BJP is being pushed to the brink in one constituency even before the first join campaign rally is held in Mumbai.

Mahesh Vijapurkar March 29, 2019 17:04:40 IST
BJP's insecurity about winning in Maharashtra allows Shiv Sena to throw around its weight; imperils alliance
  • The BJP-Shiv Sena alliance is not out of the woods

  • the BJP worked itself into a sense of insecurity

  • BJP is being pushed to the brink in one constituency

Running a coalition government, either in the states or at the Centre is not easy. There are many an example of how they collapsed at the whim of a party. Over time, we are seeing how challenging it is for even larger nationwide parties to sew up alliances, especially when the smaller parties at the states try, and succeed, in calling the shots. In Maharashtra, where the Bharatiya Janata Party and the Shiv Sena have tied up with a 25-23 Lok Sabha seat-sharing arrangement, the alliance is not out of the woods yet. Chief Minister Devendra Fadnavis — the key point man for the BJP in the state — has now been forced to officially ask his cadre to help the ally Shiv Sena wherever BJP is not contesting.

BJPs insecurity about winning in Maharashtra allows Shiv Sena to throw around its weight imperils alliance

File image of BJP chief Amit Shah. Twitter/@AmitShah

The directive is more towards ensuring that the Shiv Sena softens up sufficiently to allow the BJP to field Kirit Somaiya from a Mumbai seat. The Sena is not only averse, but has set its face against his candidature because it nurses a grievance: Somaiya has been a battering ram against the Sena, especially in its handling of the Mumbai civic body. One does not yet know what the final choice of the BJP would be for the Mumbai North East seat, but it has been warned explicitly enough that the Sena would not countenance such a nomination. There are sufficient indications that the Sena may encourage a rebel from within its party should Kirit Somaiya be put on the ballot. BJP apparently sees a real risk if, somehow, Sena’s concurrence was obtained.

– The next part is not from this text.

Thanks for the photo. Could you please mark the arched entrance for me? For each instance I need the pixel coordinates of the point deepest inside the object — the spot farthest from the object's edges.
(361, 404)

To massage the Sena into agreeing, the BJP even loaned a candidate of its own to the Sena for the Palghar seat which it was assigned to it, but had no candidate who could get past the post in polling. Yet, the matter has not been resolved to the liking of the BJP. Frankly, it is not the business of the Sena to pressurise an ally about its choice. A national party is being held hostage by a regional party.

This is an unusual situation. In coalition governments, the choice of who the minister should be is of the partner, not of the coalition. Sena withdrew Suresh Prabhu from the Union Cabinet for undisclosed reasons and the prime minister of the time, Atal Bihari Vajpayee had no choice. When Chhagan Bhujbal, deputy chief minister in the Sushilkumar Shinde cabinet had been asked to resign by the NCP, Shinde had to wait for the NCP’s nominee — whoever it was — to fill the vacancy.

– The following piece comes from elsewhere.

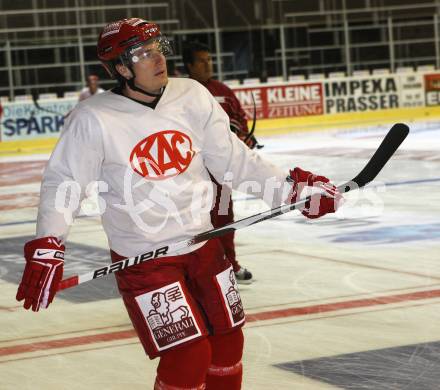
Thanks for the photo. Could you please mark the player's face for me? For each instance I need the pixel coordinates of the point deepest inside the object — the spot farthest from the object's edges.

Likewise, once the seats are allocated after discussions, one party asks for a change on the perceptions it has about its electability and after assessing which party stood a better chance, it is agreed to. Even this is rare because seats are distributed after assessing each party’s worth in the constituency.

Such marrying of a seat to a party, and then to a candidate, is not by lottery or done randomly. It is an interesting mental algorithm that political parties have because a list of hopefuls with best chances is on the shelf. A constant feel of the constituency and the dynamics of cast, class, issues, resources, go into working it out.

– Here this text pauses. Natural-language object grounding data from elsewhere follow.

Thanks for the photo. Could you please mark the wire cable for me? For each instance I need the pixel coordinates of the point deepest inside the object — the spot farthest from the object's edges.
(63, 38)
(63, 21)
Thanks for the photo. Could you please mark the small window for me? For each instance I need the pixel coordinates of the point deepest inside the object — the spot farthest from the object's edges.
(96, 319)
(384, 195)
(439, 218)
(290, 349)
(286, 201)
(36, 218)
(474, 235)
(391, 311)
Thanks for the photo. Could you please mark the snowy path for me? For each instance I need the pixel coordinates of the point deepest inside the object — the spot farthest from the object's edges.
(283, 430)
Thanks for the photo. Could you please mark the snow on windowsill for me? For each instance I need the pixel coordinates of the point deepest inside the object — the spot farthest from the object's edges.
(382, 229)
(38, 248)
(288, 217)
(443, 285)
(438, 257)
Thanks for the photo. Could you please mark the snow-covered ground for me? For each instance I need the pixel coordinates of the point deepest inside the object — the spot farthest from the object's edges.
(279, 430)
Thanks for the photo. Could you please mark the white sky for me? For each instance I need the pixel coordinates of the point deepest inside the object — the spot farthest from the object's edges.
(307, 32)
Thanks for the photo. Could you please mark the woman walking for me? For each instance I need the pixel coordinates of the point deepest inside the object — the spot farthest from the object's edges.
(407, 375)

In Mumbai North East, the Sena has thrown this practice to the wind because it is extremely sensitive to the likely presence of Somaiya in the political arena. It has to be said, however, that Kirit Somaiya — a plain-speaking man with a smile amid his perceived abrasive attitude — is not likely to eat the humble pie, now or later. Expect him to hound the Sena.

Should he be benched at the whim and will of the Shiv Sena, it is because the BJP worked itself into a sense of insecurity about winning sufficient seats from Maharashtra and Amit Shah visited Uddhav Thackeray. Who comes calling for what is how the Sena’s top brass calculates its self-worth. Now, BJP is being pushed to the brink in one constituency even before the first join campaign rally is held in Mumbai.